Currently, compared to simple binary classification for discrimination, research on multi-class TSA is relatively scarce. Wang et al. [10] utilized a noise-resistant Gaussian process model to achieve discrimination among stable, critical, and unstable conditions. The Gaussian process model, which is established through probabilistic theory, demonstrates excellent performance in processing power data containing significant uncertainties and noise. Shi et al. [11] optimized a CNN model using stochastic gradient descent with warm restarts, enabling continuous refinement of extracted features to differentiate between stable, aperiodic instability, and oscillatory instability. Li et al. [12] utilized a fusion model combining XGBoost and decision trees to perform feature extraction, to distinguish between stable conditions and two types of unstable modes. Li et al. [13] refined the extraction of data features using three different deep-learning models for a more comprehensive assessment of various stability margins and instability degrees. Despite these studies having made preliminary progress in multi-class TSA research, they still face challenges when dealing with high-dimensional time-series data in power systems: The time dependence of multivariate variables embedded in high-dimensional power data reflects the evolution patterns of these variables over time, providing crucial information about the macroscopic system state. Meanwhile, the dynamic correlation among multivariate variables uncovers intrinsic links between different variables in the sequence, crucial for understanding interactions and influences within the power system. However, current research lacks full integration of power data’s global and local features and overlooks complete data extraction, limiting further enhancements in multi-class discrimination accuracy. Moreover, the aforementioned studies on multi-class TSA have not considered the biased tendency of the model caused by the issue of sample imbalance [14], which reduces the model’s discrimination accuracy for minority-class samples.

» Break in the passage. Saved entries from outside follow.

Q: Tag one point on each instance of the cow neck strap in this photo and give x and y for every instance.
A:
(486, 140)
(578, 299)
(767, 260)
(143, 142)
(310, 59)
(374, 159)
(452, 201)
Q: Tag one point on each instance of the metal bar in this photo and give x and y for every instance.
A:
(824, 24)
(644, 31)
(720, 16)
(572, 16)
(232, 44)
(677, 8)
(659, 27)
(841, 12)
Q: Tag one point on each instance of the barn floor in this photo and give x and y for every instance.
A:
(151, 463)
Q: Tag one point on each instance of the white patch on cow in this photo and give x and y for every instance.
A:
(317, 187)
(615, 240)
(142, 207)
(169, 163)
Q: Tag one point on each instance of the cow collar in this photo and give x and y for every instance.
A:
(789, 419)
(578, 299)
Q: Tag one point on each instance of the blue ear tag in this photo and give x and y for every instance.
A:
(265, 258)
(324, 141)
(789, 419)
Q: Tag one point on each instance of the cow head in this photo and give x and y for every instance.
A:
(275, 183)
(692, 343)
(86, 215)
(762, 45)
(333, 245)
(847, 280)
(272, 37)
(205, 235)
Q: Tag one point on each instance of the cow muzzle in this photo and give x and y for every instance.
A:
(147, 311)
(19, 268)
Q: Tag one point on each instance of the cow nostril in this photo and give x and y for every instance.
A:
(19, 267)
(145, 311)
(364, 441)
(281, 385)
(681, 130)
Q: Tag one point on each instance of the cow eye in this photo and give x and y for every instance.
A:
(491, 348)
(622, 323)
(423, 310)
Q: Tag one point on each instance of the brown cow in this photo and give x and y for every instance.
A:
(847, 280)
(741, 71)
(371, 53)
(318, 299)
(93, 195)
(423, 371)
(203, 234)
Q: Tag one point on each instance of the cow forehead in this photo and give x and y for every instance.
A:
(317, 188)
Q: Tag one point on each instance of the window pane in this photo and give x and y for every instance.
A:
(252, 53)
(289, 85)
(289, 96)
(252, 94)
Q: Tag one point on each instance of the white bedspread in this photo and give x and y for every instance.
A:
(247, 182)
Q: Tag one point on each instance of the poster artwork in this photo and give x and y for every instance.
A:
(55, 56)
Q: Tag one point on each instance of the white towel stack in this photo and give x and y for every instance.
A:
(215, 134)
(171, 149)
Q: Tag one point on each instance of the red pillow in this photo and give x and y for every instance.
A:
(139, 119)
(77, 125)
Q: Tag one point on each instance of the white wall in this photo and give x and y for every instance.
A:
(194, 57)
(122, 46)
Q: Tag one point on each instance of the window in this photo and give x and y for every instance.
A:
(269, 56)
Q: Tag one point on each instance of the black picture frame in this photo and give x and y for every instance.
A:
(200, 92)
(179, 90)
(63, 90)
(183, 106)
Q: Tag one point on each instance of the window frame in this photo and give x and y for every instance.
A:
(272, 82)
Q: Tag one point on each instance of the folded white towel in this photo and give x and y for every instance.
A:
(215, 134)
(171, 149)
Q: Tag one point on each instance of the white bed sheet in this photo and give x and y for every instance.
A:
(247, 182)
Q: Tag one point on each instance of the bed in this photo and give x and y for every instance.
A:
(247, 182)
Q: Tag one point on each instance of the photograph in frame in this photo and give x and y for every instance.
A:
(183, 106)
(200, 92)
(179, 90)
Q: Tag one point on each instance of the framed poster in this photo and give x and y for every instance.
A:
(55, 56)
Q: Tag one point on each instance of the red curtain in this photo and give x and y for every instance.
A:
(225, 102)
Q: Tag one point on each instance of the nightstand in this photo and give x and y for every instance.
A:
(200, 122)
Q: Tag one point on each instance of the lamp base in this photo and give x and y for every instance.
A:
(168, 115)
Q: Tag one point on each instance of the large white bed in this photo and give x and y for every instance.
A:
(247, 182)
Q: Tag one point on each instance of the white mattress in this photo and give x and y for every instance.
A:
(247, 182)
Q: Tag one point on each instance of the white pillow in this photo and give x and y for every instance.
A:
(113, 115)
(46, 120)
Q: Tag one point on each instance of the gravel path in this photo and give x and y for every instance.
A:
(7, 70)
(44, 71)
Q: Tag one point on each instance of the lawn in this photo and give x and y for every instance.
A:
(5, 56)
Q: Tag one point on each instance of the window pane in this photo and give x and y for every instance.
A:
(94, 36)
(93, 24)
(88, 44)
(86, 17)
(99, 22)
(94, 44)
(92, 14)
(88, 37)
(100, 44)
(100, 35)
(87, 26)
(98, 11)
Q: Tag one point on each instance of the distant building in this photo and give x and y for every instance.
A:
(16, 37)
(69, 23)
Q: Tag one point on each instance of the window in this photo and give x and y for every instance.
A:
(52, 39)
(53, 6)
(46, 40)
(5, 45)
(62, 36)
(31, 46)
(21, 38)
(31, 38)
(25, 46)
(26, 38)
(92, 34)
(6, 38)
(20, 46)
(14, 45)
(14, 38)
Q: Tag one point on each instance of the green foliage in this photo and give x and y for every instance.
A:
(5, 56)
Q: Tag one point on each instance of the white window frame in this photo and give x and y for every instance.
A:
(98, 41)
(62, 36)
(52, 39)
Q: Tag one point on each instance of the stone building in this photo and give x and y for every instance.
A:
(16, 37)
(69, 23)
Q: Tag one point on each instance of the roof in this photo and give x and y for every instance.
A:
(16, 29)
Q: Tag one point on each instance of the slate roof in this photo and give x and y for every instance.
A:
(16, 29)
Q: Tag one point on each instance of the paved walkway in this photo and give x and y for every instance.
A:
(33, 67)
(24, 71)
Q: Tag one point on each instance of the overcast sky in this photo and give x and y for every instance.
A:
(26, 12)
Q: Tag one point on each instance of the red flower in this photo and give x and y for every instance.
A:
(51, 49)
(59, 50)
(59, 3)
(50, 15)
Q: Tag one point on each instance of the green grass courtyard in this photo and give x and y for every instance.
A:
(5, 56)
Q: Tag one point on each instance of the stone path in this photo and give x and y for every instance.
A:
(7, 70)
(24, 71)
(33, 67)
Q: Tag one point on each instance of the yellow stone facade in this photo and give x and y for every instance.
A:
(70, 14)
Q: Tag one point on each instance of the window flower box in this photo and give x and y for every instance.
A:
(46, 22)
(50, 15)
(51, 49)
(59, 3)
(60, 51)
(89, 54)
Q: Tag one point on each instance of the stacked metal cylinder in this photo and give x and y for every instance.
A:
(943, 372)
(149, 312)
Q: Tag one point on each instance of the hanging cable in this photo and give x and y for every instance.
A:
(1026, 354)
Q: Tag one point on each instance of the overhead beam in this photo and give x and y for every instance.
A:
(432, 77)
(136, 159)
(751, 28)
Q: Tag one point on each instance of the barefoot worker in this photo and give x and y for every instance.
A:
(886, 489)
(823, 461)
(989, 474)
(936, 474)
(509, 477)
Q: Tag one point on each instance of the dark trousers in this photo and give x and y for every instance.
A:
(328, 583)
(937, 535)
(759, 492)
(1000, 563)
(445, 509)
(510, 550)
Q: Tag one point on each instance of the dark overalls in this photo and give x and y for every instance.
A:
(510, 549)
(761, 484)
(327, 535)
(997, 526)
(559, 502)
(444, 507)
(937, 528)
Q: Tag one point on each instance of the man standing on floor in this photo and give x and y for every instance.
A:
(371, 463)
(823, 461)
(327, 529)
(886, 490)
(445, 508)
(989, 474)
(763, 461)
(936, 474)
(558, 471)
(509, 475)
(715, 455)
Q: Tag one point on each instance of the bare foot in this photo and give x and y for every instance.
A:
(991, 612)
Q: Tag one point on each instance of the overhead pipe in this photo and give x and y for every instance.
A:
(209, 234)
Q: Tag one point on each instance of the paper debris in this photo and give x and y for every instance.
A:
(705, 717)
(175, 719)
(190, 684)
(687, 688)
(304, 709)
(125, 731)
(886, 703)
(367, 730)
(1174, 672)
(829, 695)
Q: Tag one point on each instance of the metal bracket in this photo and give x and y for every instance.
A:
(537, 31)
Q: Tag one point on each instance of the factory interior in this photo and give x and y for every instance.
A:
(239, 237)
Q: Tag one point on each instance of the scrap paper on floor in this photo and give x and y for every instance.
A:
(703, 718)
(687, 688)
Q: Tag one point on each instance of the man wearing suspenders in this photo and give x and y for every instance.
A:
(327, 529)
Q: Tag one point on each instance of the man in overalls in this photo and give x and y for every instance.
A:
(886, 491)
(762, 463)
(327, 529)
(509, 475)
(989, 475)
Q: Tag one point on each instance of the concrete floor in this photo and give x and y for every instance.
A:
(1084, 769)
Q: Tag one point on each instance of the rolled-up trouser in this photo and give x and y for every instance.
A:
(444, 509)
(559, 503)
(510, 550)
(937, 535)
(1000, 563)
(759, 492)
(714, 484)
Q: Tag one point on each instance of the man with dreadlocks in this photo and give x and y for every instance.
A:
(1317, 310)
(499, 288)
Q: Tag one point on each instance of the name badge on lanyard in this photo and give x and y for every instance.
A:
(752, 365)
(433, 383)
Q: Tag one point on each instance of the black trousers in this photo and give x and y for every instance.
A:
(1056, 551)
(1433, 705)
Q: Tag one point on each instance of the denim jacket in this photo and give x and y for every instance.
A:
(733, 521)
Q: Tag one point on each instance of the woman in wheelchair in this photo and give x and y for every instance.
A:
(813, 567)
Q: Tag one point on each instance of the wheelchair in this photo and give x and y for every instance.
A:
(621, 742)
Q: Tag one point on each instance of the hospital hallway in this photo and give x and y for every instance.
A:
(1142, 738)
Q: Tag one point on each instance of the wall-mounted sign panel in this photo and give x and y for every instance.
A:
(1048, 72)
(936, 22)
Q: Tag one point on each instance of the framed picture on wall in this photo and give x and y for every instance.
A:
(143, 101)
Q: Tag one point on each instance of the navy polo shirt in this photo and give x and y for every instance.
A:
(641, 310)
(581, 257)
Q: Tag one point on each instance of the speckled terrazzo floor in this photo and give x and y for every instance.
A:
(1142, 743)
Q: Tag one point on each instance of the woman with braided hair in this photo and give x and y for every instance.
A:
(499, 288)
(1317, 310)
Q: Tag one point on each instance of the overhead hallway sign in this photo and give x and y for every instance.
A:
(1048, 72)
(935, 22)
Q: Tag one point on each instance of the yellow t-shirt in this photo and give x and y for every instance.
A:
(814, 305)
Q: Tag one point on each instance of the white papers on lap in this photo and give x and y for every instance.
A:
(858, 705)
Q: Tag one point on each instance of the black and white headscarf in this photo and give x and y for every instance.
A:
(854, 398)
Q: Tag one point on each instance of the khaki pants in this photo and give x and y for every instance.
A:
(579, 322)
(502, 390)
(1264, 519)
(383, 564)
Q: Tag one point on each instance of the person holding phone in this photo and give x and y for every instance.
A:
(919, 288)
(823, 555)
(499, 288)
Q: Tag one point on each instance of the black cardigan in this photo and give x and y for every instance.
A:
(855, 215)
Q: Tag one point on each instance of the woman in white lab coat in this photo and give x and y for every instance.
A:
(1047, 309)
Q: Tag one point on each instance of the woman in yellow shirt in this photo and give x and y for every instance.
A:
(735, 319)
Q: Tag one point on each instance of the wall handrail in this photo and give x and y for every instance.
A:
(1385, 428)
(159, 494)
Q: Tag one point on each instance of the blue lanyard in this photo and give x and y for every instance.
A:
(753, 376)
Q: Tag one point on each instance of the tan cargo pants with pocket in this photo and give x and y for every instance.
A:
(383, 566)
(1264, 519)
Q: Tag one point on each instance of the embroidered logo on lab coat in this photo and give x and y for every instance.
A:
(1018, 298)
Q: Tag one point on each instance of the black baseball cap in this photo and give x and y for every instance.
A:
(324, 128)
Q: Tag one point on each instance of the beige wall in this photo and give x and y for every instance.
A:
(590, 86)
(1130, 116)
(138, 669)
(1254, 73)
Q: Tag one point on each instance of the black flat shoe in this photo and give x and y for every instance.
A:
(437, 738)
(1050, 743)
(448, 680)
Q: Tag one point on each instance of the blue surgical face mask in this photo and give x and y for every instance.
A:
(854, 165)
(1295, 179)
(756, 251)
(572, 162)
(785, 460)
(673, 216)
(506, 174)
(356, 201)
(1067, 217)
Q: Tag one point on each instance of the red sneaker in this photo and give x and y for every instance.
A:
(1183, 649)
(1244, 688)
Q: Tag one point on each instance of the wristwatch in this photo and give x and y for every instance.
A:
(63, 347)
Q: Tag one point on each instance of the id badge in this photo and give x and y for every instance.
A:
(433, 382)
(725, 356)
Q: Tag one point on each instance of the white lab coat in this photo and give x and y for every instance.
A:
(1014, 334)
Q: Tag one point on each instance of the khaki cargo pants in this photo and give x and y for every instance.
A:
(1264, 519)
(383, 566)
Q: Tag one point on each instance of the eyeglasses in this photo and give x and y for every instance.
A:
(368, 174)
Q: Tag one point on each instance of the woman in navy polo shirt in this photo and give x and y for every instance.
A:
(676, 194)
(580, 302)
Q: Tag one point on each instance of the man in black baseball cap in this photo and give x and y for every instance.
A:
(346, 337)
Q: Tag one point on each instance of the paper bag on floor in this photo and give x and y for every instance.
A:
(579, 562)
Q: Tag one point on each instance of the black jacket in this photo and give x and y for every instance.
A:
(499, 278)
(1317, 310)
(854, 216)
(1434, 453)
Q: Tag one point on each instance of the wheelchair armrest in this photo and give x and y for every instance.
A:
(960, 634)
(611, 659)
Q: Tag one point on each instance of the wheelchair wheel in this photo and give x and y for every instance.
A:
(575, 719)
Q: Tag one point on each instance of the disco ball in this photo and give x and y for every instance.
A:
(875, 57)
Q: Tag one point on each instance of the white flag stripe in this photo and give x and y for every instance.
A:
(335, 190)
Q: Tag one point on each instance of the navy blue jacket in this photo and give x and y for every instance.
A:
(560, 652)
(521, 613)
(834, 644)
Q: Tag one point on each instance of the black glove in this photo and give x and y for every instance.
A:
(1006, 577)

When the topology or operation mode of the power system changes, the performance of data-driven models tends to decline or even fail [15]. Retraining the model for a new system structure demands time and risks losing accumulated knowledge. Existing research findings can be broadly summarized into two categories: (1) Efforts are focused on achieving rapid model updates under the condition of limited samples in the target domain: Wang et al. [16] utilized the data inheritance method to retain original data information, allowing rapid model updates with minimal new samples. Zhou et al. [17] utilized active learning to screen high-value samples, allowing the model to achieve good evaluation performance based on only a restricted quantity of key samples. (2) Efforts are focused on expanding the number of training samples available for model updates, thereby enhancing the model’s evaluation performance: Zhan et al. [18] utilized an improved generative adversarial network to generate many samples with the same distribution, which are then merged with transfer samples from the source domain to fine-tune the model, effectively reducing the number of target domain samples required. Tang et al. [19] employed a method integrating sample and feature transfer to augment training samples for model updates at both levels. However, both of these solutions have limitations: Implementing model updates in the target domain with a small sample size may reduce update time, but it may lead to overfitting of the model, thereby limiting its generalization ability. Generating more available samples for model updates can improve model performance, but it will significantly increase the update time.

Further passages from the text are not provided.